Age is just a state of mind

by | June 7, 2017 4:59 am

Last Updated: June 6, 2017 at 6:00 pm

When I had my first child at the age of 23, I was amazed at the fact that I was back into a size 10 after only two months.
“After your third one, it’s the point of no return,” our neighbor at the time yelled from her yard as she pruned roses. 
“What is she talking about?” I thought to myself.
“Keep your opinions to yourself lady,” I wanted to tell her. 
After my second child, I was back to normal within five months and into a size 12. 
“That lady still didn’t know what she was talking about, I think she just needed a new hobby,” I still told myself.
At the age of 38, I had my third and last child. Lady next door, you were right, and for what its worth I apologize. I never quite made it back into a 12! 
I’ve often heard it said that patience is a virtue, and so it is. Many times I have found myself silently yelling at another driver who did not use their turn signal. 
“Oh, for the love of … well, thanks fella, I could have gone already if you had your turn signal on,” or “Could you have turned any slower lady?” 
This only to find that the poor lady was about 80 and doing the best she could.
“Sorry, lady, I’ll be there some day – heck, I’m almost there now,” I tell myself, remembering that I had just received an offer for an AARP membership in the mail.
Scientists claim that 72 is the new 30. Who came up with that, and when? If that’s the case, I wish my body knew this. Life is just a state of mind, I keep telling myself; fair enough, it makes sense.
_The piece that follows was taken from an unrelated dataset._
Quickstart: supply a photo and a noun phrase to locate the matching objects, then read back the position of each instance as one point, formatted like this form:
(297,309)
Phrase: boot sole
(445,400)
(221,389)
If you know what’s good for you, just stay calm at all costs. Losing your cool may take you a little longer to get back to normal than your younger self. When life makes you angry, you can choose to ignore it, embrace it or just go all out and make that lemonade as sweet as you can! 
If you had your last child later in life and you find yourself still raising a teen, you will need all the patience you are able to muster. After the age of 50, however, patience with your teen is not effortless. Patience is a true companion of wisdom to be certain. If I were to write a book on the issue, the first chapter would be named, “The Stare.” The stare on the receiving end is about one paragraph in length and needs no punctuation, just an exclamation mark. Your teen will understand it; it’s a universal paragraph. 
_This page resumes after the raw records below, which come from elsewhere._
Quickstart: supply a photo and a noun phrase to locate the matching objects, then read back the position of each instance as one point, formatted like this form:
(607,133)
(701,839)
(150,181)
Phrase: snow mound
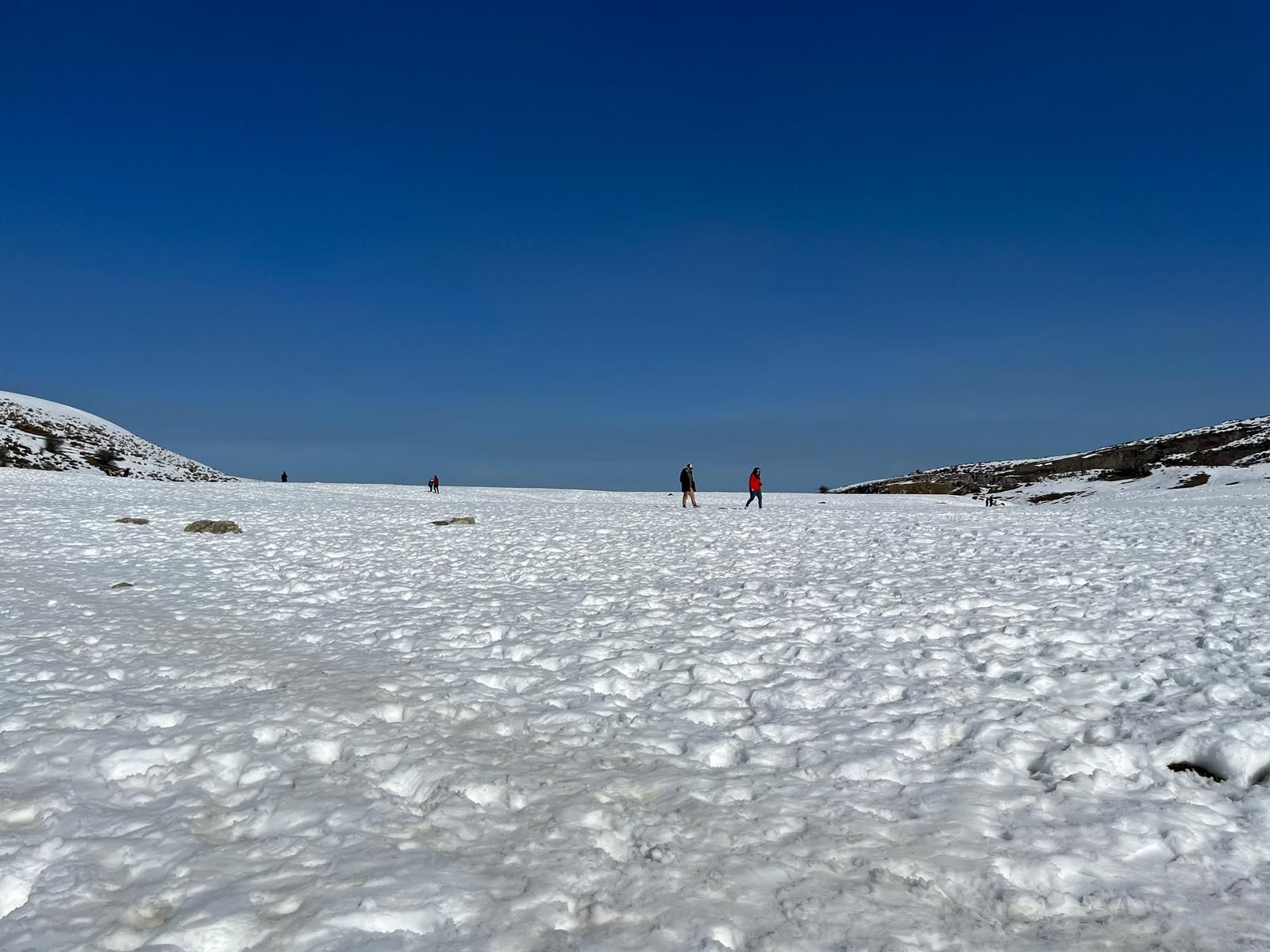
(1184,460)
(40,435)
My mom used to use it on our French students when she caught one of them washing his feet in our loo (toilet). That day was the only day I had ever known my mother to communicate in French.
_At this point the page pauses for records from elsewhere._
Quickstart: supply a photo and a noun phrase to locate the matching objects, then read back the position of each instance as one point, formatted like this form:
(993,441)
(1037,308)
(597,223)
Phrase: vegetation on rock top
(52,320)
Six years ago, when I was about to celebrate my 50th birthday, I spent the day telling myself that, if 75 is the new 30, then I’m fine. I pulled up in my driveway after work that evening to find a statue of the Grim Reaper on my doorstep and black balloons all around our house. My neighbor and my husband thought they were funny. Its still not funny.
Every milestone portrays a victory. I make myself look at the humorous side of things as much as possible. I give things to God a lot and just go with the flow, which makes things easier. Basically, finding the calmest way out of things is the most advisable choice after 50. 

Sharon Hall is editor of The Manning Times.